Douglas Flora, Executive Medical Director of Yung Family Cancer Center at St. Elizabeth Healthcare, President-Elect of the Association of Cancer Care Centers, and Editor in Chief of AI in Precision Oncology, shared a post on LinkedIn:
“The Centaur Compact: What Kasparov’s Defeat Taught Us About the Doctor We Need Next
Where is the wisdom we have lost in knowledge? Where is the knowledge we have lost in information?
– T. S. Eliot, ‘The Rock’ (1934)
In 1909, a Louisville schoolmaster named Abraham Flexner set out to inspect the medical schools of the United States and Canada. He carried a notebook, a Carnegie Foundation expense account, and a degree in classics. He had no medical training of his own. That fact has been used against him ever since, and it was probably his greatest asset. Over the eighteen months that followed, he visited 155 institutions, and he found, in many of them, what he later described with dry horror: schools without laboratories, without libraries, without cadavers; ‘diploma mills’ whose proprietors collected tuition and conferred degrees with roughly the ceremony of a hardware sale. He smelled formaldehyde in some places. In others, only kerosene and damp wool. He took notes the way an entomologist takes notes, exactly, dispassionately, and without sentimentality about what he was destroying.

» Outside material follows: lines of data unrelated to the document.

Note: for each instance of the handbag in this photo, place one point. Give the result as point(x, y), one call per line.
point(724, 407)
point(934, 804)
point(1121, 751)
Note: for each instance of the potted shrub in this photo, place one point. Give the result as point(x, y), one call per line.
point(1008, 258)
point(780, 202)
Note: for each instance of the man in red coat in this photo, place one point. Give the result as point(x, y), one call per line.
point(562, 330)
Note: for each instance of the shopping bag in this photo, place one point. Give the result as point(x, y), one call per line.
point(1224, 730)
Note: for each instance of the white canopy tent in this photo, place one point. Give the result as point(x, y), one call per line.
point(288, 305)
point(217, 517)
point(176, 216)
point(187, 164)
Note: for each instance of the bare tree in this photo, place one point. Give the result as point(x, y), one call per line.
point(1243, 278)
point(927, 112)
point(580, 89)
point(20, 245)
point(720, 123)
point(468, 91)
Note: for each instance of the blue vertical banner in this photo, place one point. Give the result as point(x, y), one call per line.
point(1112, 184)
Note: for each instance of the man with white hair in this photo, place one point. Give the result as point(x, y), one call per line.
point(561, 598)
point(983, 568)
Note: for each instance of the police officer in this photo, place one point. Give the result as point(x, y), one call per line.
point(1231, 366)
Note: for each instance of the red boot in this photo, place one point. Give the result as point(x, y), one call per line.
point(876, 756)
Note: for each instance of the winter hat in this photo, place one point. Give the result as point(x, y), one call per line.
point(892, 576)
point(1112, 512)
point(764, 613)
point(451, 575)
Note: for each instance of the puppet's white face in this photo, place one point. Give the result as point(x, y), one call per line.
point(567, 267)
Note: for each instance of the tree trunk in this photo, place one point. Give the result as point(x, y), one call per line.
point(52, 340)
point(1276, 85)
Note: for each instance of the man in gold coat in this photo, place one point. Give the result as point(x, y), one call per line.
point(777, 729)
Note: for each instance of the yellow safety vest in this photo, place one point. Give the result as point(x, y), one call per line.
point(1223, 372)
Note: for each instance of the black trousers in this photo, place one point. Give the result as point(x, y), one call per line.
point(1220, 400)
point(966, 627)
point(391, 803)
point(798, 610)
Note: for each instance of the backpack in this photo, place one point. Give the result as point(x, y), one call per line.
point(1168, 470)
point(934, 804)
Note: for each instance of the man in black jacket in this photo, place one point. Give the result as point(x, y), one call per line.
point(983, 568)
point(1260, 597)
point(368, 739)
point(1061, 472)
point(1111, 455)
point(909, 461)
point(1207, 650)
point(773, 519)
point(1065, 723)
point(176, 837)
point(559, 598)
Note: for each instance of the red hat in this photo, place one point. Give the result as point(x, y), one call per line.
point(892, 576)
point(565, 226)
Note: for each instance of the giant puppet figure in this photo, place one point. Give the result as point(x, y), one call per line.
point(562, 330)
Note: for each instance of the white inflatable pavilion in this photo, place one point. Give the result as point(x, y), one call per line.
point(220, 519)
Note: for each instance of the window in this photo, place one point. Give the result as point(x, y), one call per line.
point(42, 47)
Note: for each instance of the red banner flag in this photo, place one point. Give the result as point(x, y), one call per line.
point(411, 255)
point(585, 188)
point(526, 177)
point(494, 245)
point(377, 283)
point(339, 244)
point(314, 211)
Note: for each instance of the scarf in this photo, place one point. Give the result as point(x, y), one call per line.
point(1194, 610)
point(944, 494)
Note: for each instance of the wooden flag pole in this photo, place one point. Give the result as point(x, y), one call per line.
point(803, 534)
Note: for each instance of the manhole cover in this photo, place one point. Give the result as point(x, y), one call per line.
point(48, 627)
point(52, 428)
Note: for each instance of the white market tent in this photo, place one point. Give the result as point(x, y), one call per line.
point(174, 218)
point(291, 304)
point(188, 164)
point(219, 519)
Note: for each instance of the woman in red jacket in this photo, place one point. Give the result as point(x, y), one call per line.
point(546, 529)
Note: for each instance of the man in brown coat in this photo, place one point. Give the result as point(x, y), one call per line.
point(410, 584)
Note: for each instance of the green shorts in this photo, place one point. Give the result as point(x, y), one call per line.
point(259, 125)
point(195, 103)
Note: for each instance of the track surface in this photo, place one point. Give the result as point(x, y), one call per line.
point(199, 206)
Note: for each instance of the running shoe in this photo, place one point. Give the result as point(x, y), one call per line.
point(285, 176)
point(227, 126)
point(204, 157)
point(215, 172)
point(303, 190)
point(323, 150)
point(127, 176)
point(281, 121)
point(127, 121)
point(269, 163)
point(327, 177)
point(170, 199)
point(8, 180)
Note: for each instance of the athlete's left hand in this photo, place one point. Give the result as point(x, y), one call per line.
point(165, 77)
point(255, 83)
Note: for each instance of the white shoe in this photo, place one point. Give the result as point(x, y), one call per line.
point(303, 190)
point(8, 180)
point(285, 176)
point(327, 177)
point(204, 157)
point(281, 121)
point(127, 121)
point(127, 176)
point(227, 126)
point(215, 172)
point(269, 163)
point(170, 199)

The report he published in 1910 went far beyond recommending reform. It eliminated roughly two-thirds of the country’s medical schools over the next two decades, standardized what remained around basic science, and embedded at the center of American physician training an assumption so deep that we have largely forgotten it is an assumption at all: that to heal, one must first know. To hold the body’s machinery inside the mind, retrievable and precise and complete, before laying hands on a patient. To know anatomy the way a cartographer knows a coastline, pathology the way a detective knows motive. To carry, in a cognitive ledger, the named diseases of the world.
That assumption is now being quietly dismantled by machines.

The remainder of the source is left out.